OBSESSION
- La femme d'un de mes amis médecin se plaignait constamment de «voir» sa grand-mère décédée depuis plusieurs années. Elle la voyait partout, dans l'escalier, dans la salle de bains, rôdant autour d'elle quand elle faisait la cuisine ou vaquait à d'autres occupations domestiques. C'était devenu une véritable obsession.
- Je l'ai invitée à venir avec son mari, pour tenter une expérience de «régression curative». J'estimais que cette méthode pouvait nous aider à découvrir la cause de son état obsessionnel.
- Un jour, les voilà tous les deux dans mon cabinet. En présence de son mari, j'ai plongé la jeune femme dans un sommeil magnétique, par des passes lentes. Puis je lui ai demandé de revenir en arrière, de régresser dans le temps, accompagnant chaque étape de son voyage de questions précises posées à voix basse. C'est ainsi que je la ramenai peu à peu à l'époque de son enfance, période où naquit son obsession:
- Question: - Quel âge avez-vous maintenant?
- Réponse: - J'ai 13 ans!
- Question: - Où vous trouvez-vous?
- Réponse: - Sous un arbre, dans un champ!
- Question: - Que faites-vous sous cet arbre?
- Réponse: - J'ai très peur et je pleure.
- Question: - Pourquoi pleurez-vous?
- Réponse: - C'est dimanche et j'allais chez ma grand mère. Mais en arrivant chez elle j'ai trouvé porte close et volets fermés. Ma grand-mère était absente. Alors j'ai voulu retourner chez moi... et... et...
- La jeune femme se met à sangloter.
- D'une voix douce, apaisante, je lui demande:
- - Que vous est-il arrivé alors?
- Réponse: - J'ai été surprise par l'orage dans ce champ. Je me suis réfugiée sous cet arbre. La foudre est tombée tout près d'ici. Le grondement du tonnerre est terrible. J'ai très peur. J'ai très peur...
- En fait, dans le sommeil artificiel où je l'avais plongée, la jeune femme frissonnait de tout son corps et claquait des dents...
- A ce moment là, son mari, se lève d'un bond et quitte mon cabinet sous prétexte d'aller fumer une cigarette. Je comprends qu'il y a quelque chose qui le trouble, qui le dérange dans cette méthode empirique... Inconsciemment son esprit rationaliste s'oppose à cette expérience. Bien qu'un peu déçu par son comportement, j'ai poursuivi mon travail, sans me soucier de lui. Au point où nous en étions, je n'allais pas interrompre l'expérience en cours. Sa femme me faisant confiance, cela me suffisait amplement.
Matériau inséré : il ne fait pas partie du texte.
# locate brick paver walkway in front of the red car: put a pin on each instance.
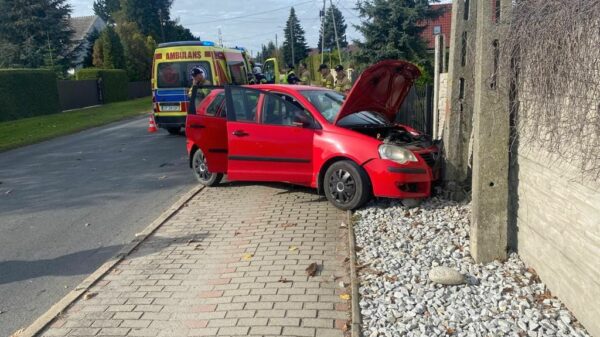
(232, 262)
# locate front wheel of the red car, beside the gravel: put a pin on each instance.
(347, 185)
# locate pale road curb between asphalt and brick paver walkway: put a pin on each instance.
(43, 321)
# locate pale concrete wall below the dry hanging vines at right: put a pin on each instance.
(558, 230)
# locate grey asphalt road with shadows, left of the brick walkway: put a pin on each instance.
(67, 205)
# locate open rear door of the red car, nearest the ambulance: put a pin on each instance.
(207, 128)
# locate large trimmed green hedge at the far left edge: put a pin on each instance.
(27, 93)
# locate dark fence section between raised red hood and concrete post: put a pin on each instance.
(417, 109)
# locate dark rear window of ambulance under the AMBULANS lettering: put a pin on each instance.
(177, 74)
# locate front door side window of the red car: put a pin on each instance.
(284, 110)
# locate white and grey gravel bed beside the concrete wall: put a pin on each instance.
(396, 249)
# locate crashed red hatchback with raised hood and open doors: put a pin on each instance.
(347, 147)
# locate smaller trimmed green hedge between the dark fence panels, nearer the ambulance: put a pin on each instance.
(114, 82)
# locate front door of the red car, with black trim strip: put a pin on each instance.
(269, 141)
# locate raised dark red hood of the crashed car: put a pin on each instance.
(381, 88)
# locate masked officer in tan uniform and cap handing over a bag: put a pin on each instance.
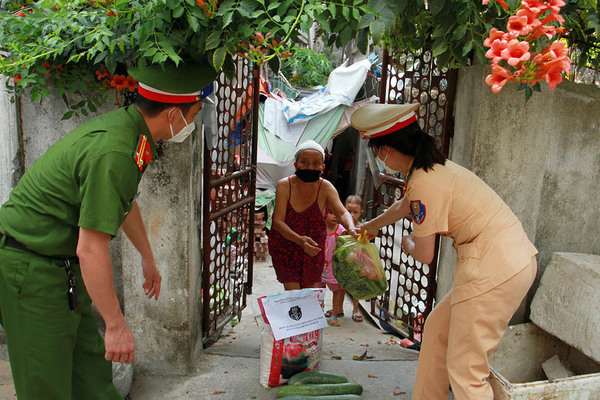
(496, 262)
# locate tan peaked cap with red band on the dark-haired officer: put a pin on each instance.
(374, 120)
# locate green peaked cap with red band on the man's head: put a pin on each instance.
(185, 83)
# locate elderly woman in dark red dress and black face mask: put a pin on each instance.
(298, 232)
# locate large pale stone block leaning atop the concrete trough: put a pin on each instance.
(567, 299)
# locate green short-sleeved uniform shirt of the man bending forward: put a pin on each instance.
(88, 179)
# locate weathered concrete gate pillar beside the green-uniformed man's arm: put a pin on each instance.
(167, 331)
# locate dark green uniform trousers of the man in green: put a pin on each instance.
(55, 353)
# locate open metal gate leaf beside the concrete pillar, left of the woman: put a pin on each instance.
(228, 210)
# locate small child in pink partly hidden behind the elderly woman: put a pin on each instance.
(333, 231)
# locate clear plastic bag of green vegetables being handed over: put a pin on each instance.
(357, 267)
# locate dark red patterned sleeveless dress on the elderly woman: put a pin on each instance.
(290, 262)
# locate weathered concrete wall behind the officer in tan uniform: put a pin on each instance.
(541, 156)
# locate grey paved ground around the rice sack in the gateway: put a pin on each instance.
(229, 369)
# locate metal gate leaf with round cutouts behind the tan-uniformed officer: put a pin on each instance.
(410, 297)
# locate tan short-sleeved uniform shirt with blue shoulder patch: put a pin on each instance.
(489, 239)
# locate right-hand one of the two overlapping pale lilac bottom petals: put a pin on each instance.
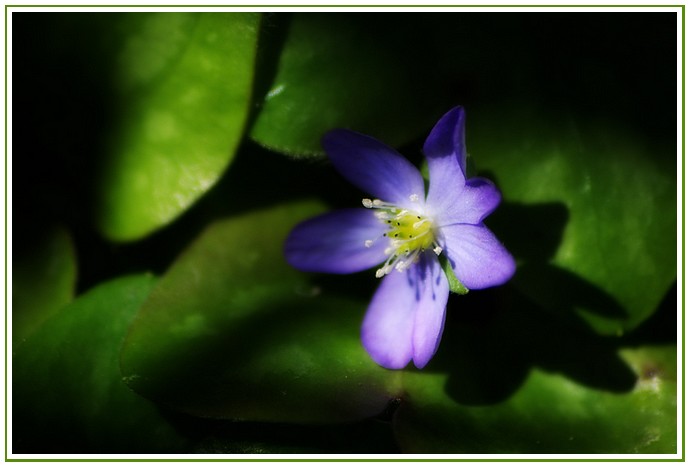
(431, 313)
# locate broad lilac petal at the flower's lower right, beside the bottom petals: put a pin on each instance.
(478, 259)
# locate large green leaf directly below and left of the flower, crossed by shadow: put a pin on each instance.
(232, 331)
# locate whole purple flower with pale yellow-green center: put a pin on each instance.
(405, 230)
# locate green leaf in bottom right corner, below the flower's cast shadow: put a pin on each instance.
(549, 414)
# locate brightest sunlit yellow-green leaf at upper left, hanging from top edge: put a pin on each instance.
(184, 84)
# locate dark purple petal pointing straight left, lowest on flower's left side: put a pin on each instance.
(334, 242)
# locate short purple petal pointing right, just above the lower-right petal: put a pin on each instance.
(467, 205)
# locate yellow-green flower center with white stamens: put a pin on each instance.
(409, 235)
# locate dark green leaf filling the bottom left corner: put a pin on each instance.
(67, 388)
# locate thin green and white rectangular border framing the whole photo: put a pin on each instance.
(296, 459)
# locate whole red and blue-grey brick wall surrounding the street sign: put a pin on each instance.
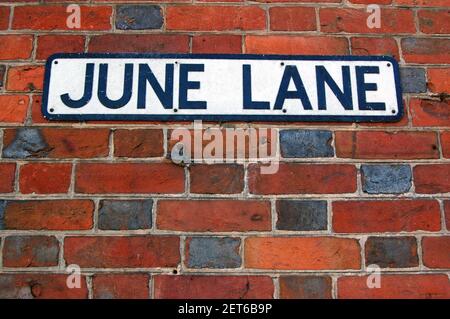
(106, 197)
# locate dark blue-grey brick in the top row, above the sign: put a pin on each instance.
(139, 17)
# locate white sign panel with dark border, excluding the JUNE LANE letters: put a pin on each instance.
(221, 87)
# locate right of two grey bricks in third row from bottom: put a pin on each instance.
(302, 215)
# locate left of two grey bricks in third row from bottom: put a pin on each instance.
(125, 214)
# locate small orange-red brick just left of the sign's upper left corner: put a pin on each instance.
(25, 78)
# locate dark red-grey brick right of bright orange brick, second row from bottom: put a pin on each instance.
(392, 252)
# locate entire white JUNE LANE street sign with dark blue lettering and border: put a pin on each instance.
(184, 87)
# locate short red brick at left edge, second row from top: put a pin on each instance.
(16, 47)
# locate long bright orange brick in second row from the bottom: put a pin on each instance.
(302, 253)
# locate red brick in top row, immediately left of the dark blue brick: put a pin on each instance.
(55, 18)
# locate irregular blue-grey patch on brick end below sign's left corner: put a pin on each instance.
(28, 142)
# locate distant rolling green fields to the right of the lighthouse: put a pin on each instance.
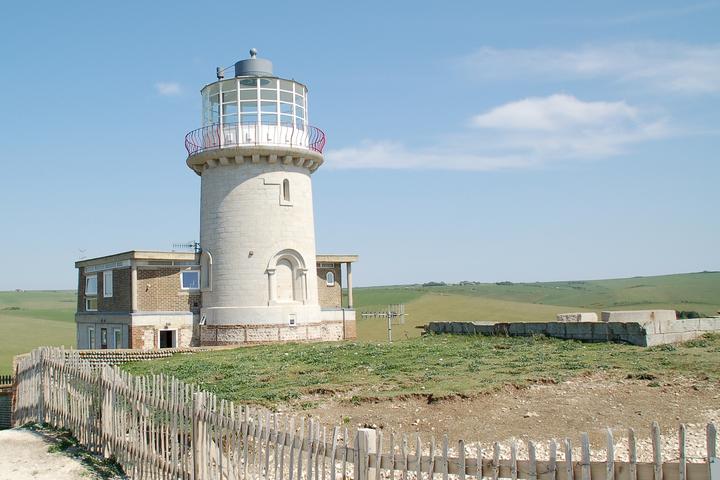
(533, 302)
- Je pris alors la main de la jeune femme endormie dans la mienne, et, d'une voix douce, de plus en plus lente, je la rassurai.
- - N'aie plus peur, je suis là! Je vais te raccompagner jusque chez toi. L'orage va s'apaiser! Ça va mieux?
- - Oui, cela va mieux...
- - Tu vois, le tonnerre s'éloigne, tu n'as plus rien à craindre.
- Dans ce cas mon travail consistait à rassurer l'adolescente craintive qu'était redevenue cette jeune femme au cours de cette expérience de régression, afin de chasser à jamais de son esprit ce souvenir qui l'obsédait.
- En lui prenant la main, et lui expliquant au cours de son sommeil magnétique que je l'accompagnerais jusque chez elle, que l'orage disparaissait et qu'elle n'avait plus rien à craindre, j'effaçais pour toujours dans son subconscient l'image tragique de cet après-midi d'enfance et la remplaçais par un souvenir apaisant.
- Je l'emmenai dans une relaxation de plus en plus profonde, lui faisant ressentir toutes les parties de son corps, tous ses muscles, du plus grand au plus petit. Cette prise de conscience approfondie de tout son système vital, l'apaisa. Quand je la vis totalement détendue, souriant dans son sommeil, les muscles relâchés, je l'éveillai doucement.
- A son réveil, bien qu'un peu étourdie, elle ne prit pas du tout mes explications au sérieux. Avec son mari, elle se moqua gentiment de ma méthode empirique. Mais à ce jour, elle n'a plus jamais revu sa grand-mère rôder dans sa maison...
- La régression dans le temps est une expérience dérivée de la psychanalyse, au cours de laquelle le sujet, plongé dans un sommeil magnétique, est progressivement ramené en arrière par le praticien qui l'interroge doucement. Cette technique permettrait, en agissant sur la mémoire du subconscient, de gommer dans le subconscient du sujet les souvenirs tragiques à la base de névroses devenues plus ou moins obsessionnelles. Certains adeptes prétendent que cette thérapie douce est plus efficace et beaucoup plus rapide que la psychanalyse.